Monday’s long-range weather forecast revealed uncertainty as to the 2023 race conditions, making for a nervous lead-in to Boxing Day for the fleet of 103 boats.
Four days from the start of the race, models are moving closer to consensus but there is still some doubt as to the kind of conditions boats will face on the 628 nautical-mile journey.
Crews will likely need to wait until late on Christmas Eve for more clarity.
Smith sailed on 2004 handicap winner Aera and was again aboard the winning boat on countback, Giacomo, in 2016, so knows only too well about the tense lead-up to the race.
He now works for PredictWind, an app that compiles models to predict likely weather conditions. Crews in this year’s Hobart count themselves among the app’s one million users.
Last year’s fast conditions appeared to put the line honours record, one day, nine hours, 15 minutes, 24 seconds, under threat.
But Smith doubts whether any of the four 100ft supermaxi yachts can beat that time this year, set by reigning line honours champion Andoo Comanche in 2017.
“It just depends how they track with those light-air conditions, but if I had to put a dollar on it I’d say it’s not race-breaking conditions,” he told AAP.

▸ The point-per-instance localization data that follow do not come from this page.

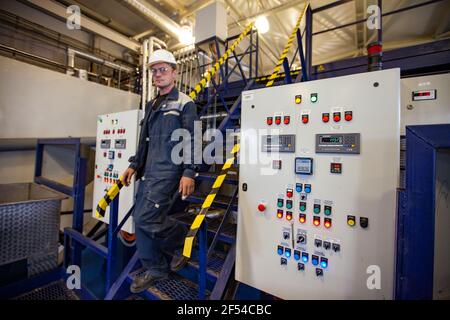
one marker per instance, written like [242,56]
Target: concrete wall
[38,103]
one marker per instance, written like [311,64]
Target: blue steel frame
[416,214]
[77,191]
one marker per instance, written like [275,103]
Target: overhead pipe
[155,16]
[71,53]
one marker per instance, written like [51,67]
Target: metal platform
[173,288]
[56,290]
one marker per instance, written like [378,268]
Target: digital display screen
[303,165]
[332,139]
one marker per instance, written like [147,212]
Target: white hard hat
[162,55]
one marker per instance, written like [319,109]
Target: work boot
[178,262]
[143,281]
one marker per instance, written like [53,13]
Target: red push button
[277,120]
[289,193]
[348,115]
[337,116]
[305,118]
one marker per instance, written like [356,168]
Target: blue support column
[308,40]
[203,248]
[304,75]
[112,242]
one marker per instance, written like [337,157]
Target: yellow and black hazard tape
[189,241]
[108,197]
[285,51]
[202,84]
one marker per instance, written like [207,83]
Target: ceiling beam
[59,11]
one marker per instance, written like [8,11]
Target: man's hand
[127,175]
[187,186]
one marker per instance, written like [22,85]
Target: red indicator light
[337,116]
[316,221]
[305,118]
[280,214]
[277,120]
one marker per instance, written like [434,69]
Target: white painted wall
[38,103]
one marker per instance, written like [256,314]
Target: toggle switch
[280,250]
[289,193]
[302,218]
[289,204]
[316,208]
[302,206]
[287,120]
[315,260]
[277,120]
[316,221]
[280,203]
[305,118]
[351,220]
[307,188]
[279,214]
[327,223]
[288,215]
[348,115]
[337,116]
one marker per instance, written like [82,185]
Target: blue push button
[287,252]
[305,257]
[280,250]
[315,260]
[324,263]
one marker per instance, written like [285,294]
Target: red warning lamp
[348,115]
[316,221]
[302,218]
[337,116]
[305,118]
[277,120]
[280,214]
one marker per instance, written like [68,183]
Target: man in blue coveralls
[160,176]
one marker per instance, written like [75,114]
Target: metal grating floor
[172,288]
[53,291]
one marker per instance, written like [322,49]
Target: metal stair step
[174,287]
[231,178]
[220,201]
[227,235]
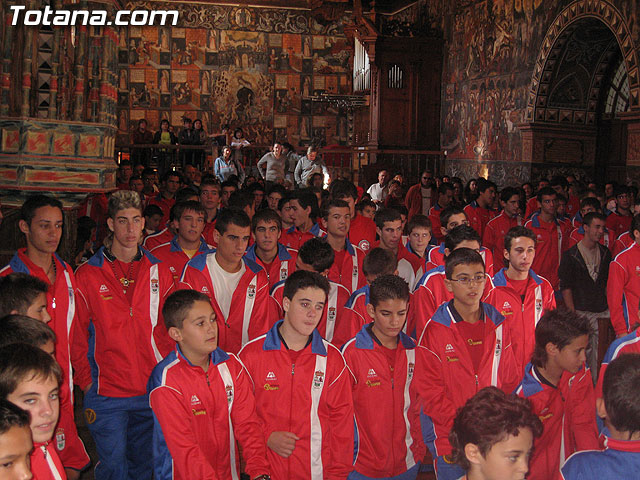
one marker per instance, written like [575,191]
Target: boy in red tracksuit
[431,290]
[302,388]
[238,287]
[549,237]
[120,294]
[520,295]
[193,436]
[480,211]
[30,381]
[354,314]
[277,260]
[382,360]
[347,265]
[316,255]
[623,286]
[41,221]
[558,384]
[467,346]
[188,221]
[496,229]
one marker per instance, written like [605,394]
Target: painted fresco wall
[250,68]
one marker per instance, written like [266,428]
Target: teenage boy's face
[15,447]
[127,227]
[507,459]
[199,333]
[40,398]
[522,253]
[190,225]
[389,317]
[45,229]
[267,235]
[304,311]
[338,221]
[469,294]
[390,234]
[38,308]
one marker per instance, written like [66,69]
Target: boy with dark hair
[310,432]
[316,255]
[619,408]
[120,293]
[354,313]
[382,361]
[623,286]
[188,221]
[362,230]
[480,211]
[558,384]
[30,378]
[494,232]
[550,237]
[15,441]
[277,260]
[519,294]
[24,294]
[193,436]
[41,222]
[389,229]
[492,436]
[347,266]
[468,347]
[238,287]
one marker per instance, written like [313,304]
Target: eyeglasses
[466,281]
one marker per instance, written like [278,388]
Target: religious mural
[249,68]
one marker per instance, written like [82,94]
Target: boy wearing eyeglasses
[467,347]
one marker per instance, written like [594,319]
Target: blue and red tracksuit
[248,315]
[61,306]
[568,417]
[388,436]
[174,257]
[619,460]
[623,289]
[283,265]
[198,416]
[310,397]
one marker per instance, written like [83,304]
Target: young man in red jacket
[467,346]
[558,384]
[238,287]
[193,436]
[120,294]
[302,388]
[520,295]
[383,363]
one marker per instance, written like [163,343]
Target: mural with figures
[249,68]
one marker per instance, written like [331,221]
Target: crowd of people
[221,325]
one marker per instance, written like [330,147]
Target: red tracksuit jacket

“There’s no consistent heavy, reaching and running that they’ll get the opportunity.”
Reigning overall winner Celestial and fellow TP52 Caro are both tipped as two of the favourites to win the race on countback this year.
Smith currently has them reaching Hobart in roughly two days, 16 hours, adding a possible change in the weather on the far-NSW South Coast may challenge the contenders for overall victory.
“It’s going to be probably 40 per cent upwind, 50 per cent reaching, 10 per cent downwind – that’s sort of the ball-park stuff,” Smith said of the race.
“There’s quite a bit of uncertainty at the start. There could well be thunderstorms, lightning at the start. That can change the dynamic at the start quite a lot.
“There’s a transition zone potentially closer to Eden where there’s sort of a light breeze they have in that section, using the south-bound current.
“It’s going to be a real navigator’s race. That transitional zone is going to be really key.”
If local entrants are still scrambling to make sense of the conditions, the 10 international boats, less familiar with Australian waters, face an even tougher task.
“It’s absolutely unpredictable,” said German Chris Opielok, skipper of the JPK 10.80 Rockall 8.
“As far as I remember, we haven’t had that situation so far. Yesterday, our arrival was about two-and-a-half days, today it’s New Year’s Eve.”